Qu’est-ce qu’il fout ce c*** d’anesthésiste ?!

6h12

Entrée de la SF suivie de l’anesthésiste (‘suffisait de le demander gentiment). Je me raidis sous l’effet des contractions, j’essaie de respirer comme je peux, mais je tressaute. On dirait un gardon sorti de l’eau par un pêcheur du dimanche.

L’anesthésiste prépare son matériel. « vous pesez combien normalement ? »

(ôte-moi d’un doute, il a pas un dossier, normalement, le gars ? Pourquoi il me demande ça ? Pour voir si je suis encore étanche dans mon cerveau ? Ou pour tenir à jour des stats persos?!).

Je lui réponds gracieusement. La SF fait sortir l’Homme qui attendait le moment où il allait devoir prendre la porte.

6h20

Je veux que ça se termine. L’anesthésiste, sans doute perturbé dans ses calculs par mes gémissements, râle : « essayez de respirer au lieu de pleurer ». (j’ai le droit de l’insulter ?! Ha non, merde, après il voudra plus me mettre la péri).

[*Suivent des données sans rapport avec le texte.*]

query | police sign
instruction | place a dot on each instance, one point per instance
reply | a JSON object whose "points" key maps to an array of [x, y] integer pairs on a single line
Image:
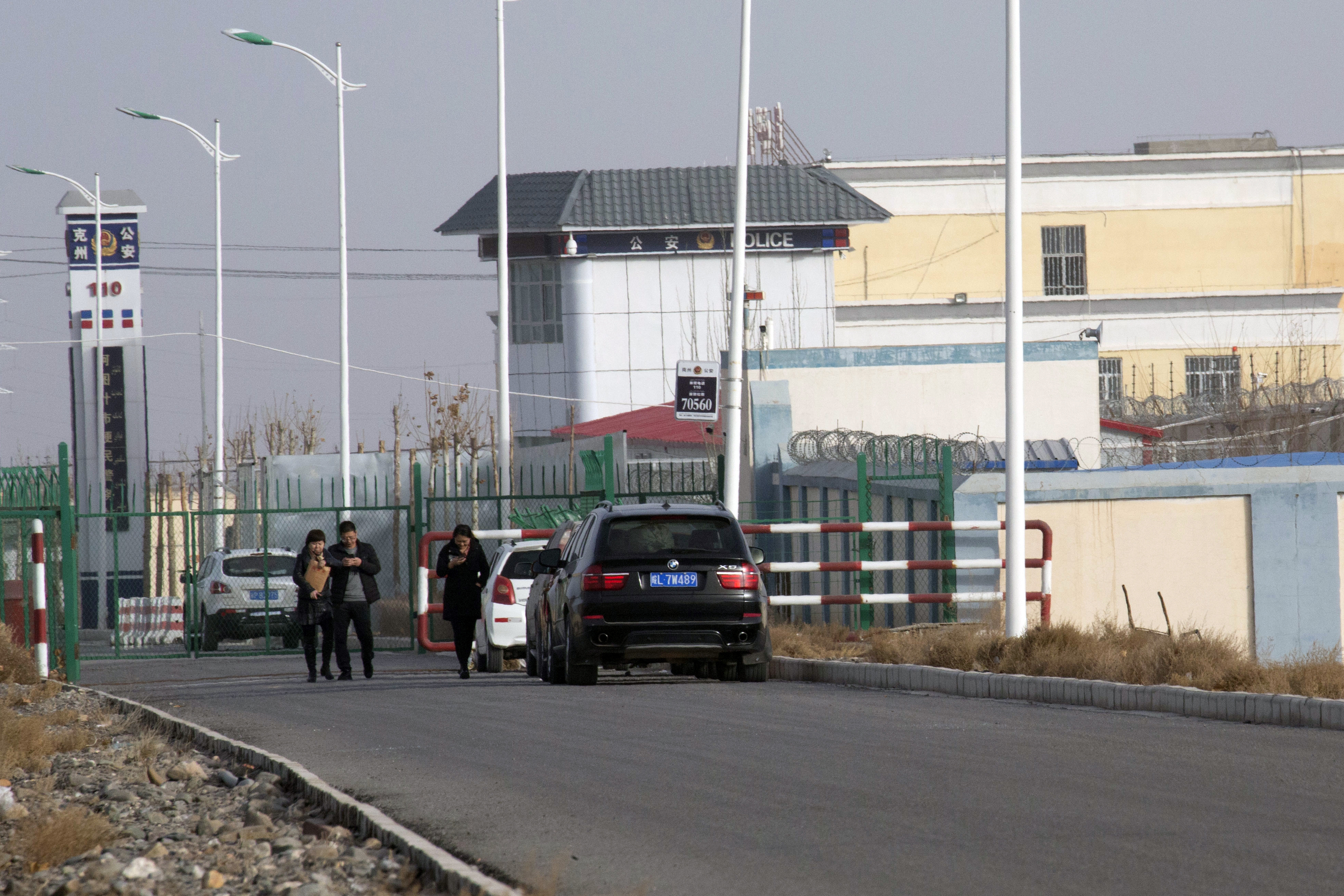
{"points": [[696, 392]]}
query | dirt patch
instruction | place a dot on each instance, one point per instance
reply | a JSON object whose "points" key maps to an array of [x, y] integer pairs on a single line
{"points": [[96, 802], [1103, 652]]}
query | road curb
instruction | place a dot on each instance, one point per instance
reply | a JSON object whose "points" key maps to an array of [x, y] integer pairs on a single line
{"points": [[1224, 706], [449, 872]]}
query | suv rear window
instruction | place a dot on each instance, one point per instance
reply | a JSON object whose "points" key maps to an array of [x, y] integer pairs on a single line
{"points": [[666, 534], [252, 567], [519, 565]]}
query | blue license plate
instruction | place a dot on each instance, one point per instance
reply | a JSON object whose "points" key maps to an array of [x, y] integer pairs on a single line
{"points": [[674, 579]]}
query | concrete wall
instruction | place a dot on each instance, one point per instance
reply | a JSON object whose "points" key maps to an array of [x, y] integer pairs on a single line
{"points": [[1202, 563], [1191, 534], [936, 390]]}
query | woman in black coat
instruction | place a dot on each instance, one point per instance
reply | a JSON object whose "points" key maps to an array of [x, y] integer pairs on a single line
{"points": [[315, 606], [464, 569]]}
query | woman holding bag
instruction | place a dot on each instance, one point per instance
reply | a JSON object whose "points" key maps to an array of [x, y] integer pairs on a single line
{"points": [[312, 576], [463, 567]]}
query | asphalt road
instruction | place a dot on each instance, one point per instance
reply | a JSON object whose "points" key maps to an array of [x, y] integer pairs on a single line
{"points": [[670, 786]]}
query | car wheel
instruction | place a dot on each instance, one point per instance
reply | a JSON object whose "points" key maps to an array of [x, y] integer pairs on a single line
{"points": [[210, 639], [574, 672], [554, 666], [758, 672]]}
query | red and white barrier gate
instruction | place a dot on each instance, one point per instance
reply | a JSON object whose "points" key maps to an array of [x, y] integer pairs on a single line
{"points": [[1042, 563], [424, 574], [39, 601]]}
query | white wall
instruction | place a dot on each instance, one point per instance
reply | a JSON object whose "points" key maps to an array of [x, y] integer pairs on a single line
{"points": [[944, 399], [652, 311]]}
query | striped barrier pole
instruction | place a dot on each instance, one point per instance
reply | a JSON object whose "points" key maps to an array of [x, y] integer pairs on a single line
{"points": [[932, 526], [831, 599], [39, 601], [881, 566]]}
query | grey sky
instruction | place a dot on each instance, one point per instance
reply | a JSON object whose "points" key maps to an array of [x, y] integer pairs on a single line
{"points": [[593, 84]]}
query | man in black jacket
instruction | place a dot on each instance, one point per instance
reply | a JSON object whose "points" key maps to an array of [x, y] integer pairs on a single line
{"points": [[354, 589]]}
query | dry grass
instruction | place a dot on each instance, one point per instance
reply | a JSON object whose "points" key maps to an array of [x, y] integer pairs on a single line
{"points": [[57, 837], [17, 663], [27, 741], [1104, 652]]}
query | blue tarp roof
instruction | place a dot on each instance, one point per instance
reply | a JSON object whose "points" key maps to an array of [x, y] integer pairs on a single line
{"points": [[1298, 458]]}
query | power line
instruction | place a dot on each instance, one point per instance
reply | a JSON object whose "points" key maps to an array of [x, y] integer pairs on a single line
{"points": [[242, 246]]}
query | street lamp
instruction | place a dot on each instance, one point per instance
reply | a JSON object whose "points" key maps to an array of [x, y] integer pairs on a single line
{"points": [[342, 87], [96, 201], [733, 382], [220, 156]]}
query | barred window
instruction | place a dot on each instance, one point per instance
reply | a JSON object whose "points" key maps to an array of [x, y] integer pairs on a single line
{"points": [[534, 305], [1111, 379], [1213, 375], [1064, 257]]}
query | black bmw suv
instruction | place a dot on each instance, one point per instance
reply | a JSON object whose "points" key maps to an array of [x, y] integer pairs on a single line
{"points": [[647, 584]]}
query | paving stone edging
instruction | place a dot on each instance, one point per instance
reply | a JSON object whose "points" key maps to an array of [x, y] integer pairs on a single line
{"points": [[1225, 706], [449, 872]]}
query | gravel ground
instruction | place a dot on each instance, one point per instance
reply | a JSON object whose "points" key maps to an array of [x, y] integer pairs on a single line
{"points": [[183, 821]]}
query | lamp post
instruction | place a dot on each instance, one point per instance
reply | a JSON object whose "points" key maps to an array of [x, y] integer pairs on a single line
{"points": [[96, 201], [1015, 506], [503, 426], [220, 156], [733, 382], [342, 87]]}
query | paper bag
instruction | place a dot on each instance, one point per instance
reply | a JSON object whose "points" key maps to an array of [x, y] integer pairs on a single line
{"points": [[316, 577]]}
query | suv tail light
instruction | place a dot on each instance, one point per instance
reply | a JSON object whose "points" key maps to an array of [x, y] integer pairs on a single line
{"points": [[503, 591], [746, 579], [597, 581]]}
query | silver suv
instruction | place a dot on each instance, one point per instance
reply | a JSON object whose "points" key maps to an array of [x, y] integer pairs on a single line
{"points": [[233, 601]]}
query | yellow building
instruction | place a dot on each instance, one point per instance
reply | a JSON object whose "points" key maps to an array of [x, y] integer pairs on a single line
{"points": [[1206, 264]]}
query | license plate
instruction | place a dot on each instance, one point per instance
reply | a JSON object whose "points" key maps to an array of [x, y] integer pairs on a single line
{"points": [[674, 579]]}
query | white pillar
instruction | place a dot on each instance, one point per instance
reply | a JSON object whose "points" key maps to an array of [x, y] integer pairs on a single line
{"points": [[580, 340], [345, 291], [503, 421], [218, 528], [733, 382], [1015, 506]]}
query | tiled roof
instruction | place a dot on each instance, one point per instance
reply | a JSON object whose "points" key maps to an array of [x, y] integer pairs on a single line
{"points": [[652, 424], [656, 198]]}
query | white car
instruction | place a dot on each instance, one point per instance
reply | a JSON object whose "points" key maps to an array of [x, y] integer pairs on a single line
{"points": [[232, 594], [502, 632]]}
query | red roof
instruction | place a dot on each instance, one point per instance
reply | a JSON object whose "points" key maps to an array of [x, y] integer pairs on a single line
{"points": [[1131, 428], [651, 424]]}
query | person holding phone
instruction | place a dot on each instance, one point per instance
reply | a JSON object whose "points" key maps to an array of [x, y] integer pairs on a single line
{"points": [[463, 567], [312, 576], [354, 591]]}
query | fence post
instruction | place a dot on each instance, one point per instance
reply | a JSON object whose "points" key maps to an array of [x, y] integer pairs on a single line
{"points": [[719, 474], [416, 526], [947, 511], [608, 471], [69, 567], [865, 540], [39, 599]]}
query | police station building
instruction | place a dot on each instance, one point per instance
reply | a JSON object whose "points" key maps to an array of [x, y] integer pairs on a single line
{"points": [[614, 276]]}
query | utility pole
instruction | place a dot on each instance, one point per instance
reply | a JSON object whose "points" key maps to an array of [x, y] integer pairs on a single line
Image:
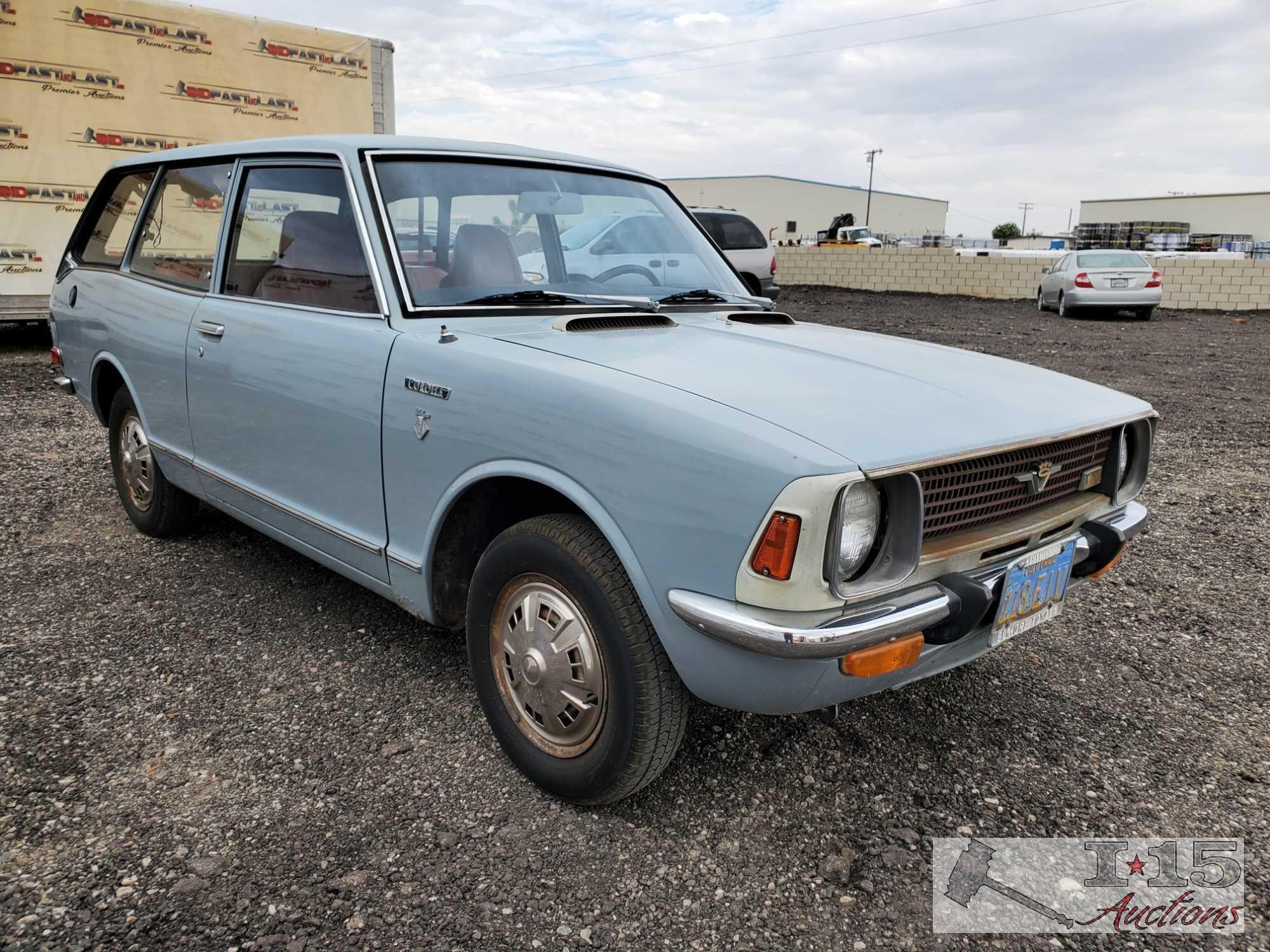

Intervention de la SF qui commence aussi à perdre patience, dirait-on : « vous allez vous asseoir au bord de la table, on va vous poser la péridurale ». Jouez Hautbois, résonnez trompettes : alléluiah !

6h23

Une violente contraction m’empêche de m’asseoir. Je douille. La SF patiente. L’anesthésiste s’impatiente.

6h25

Me voilà assise. Je galère pour trouver la position idéale, mais je finis par y arriver. Piqûre, enrubannage dans du sparadrap, injection. C’est fini, au revoir Madame.

L’anesthésiste se retire dignement, avec la fierté du devoir accompli. La SF m’aide à me remettre sur le dos, et m’annonce un TV quand l’anesthésie fera effet. Elle va rechercher l’homme.

6h30

Bon, ben y’a plus qu’à. J’ai froid. La SF s’en va, l’homme est revenu.

6h40

Je grelotte toujours, la douleur s’estompe. Les contractions sont super régulières sur le monito. Je les sens, mais je n’ai pas mal. L’anesthésiste désagréable a bien bossé. Je l’absous.

6h55

C’est l’heure du TV. Je suis à 7-8. Je jubile : « waaaaaahhhh, ça va viiite ! A ce train-là, à 9h30 il est là, bonhomme ! ». L’homme acquiesce. Il est content, il ne revivra pas les 26 heures de l’aîné. Je lui mendie 2 gouttes d’Evian en pschitt. Il dit que j’ai pas le droit. Je dis que je m’en fous, que j’ai la bouche sèche, et que plus-vite-que-ça. Il me noie pschitte quelques gouttes salvatrices au fond de ma gorge.

7h50

La SF arrive. Elle m’annonce qu’elle ne vérifie pas où j’en suis parce que c’est une nouvelle équipe qui va arriver et que comme c’est sans doute cette équipe-là qui va m’accoucher, elle préfère les laisser faire la dernière ligne droite. Bon.

8h10

Une jeune SF arrive. Elle est très souriante, elle me plaît. Elle s’appelle Anne-Lise. TV. Je suis à dilatation complète, mais bébé a apparemment du mal à descendre. Elle me demande de pousser un peu pour voir ce que ça donne. Je pousse. Elle me dit qu’elle va appeler l’obsté pour la sortie. Sa collègue, une petite dame blonde super sympa et rigolotte installe les étriers (et se goure de sens, on s’en amuse ensemble).

8h20

L’obsté arrive. TV. Grimace. « il est en fléchi là…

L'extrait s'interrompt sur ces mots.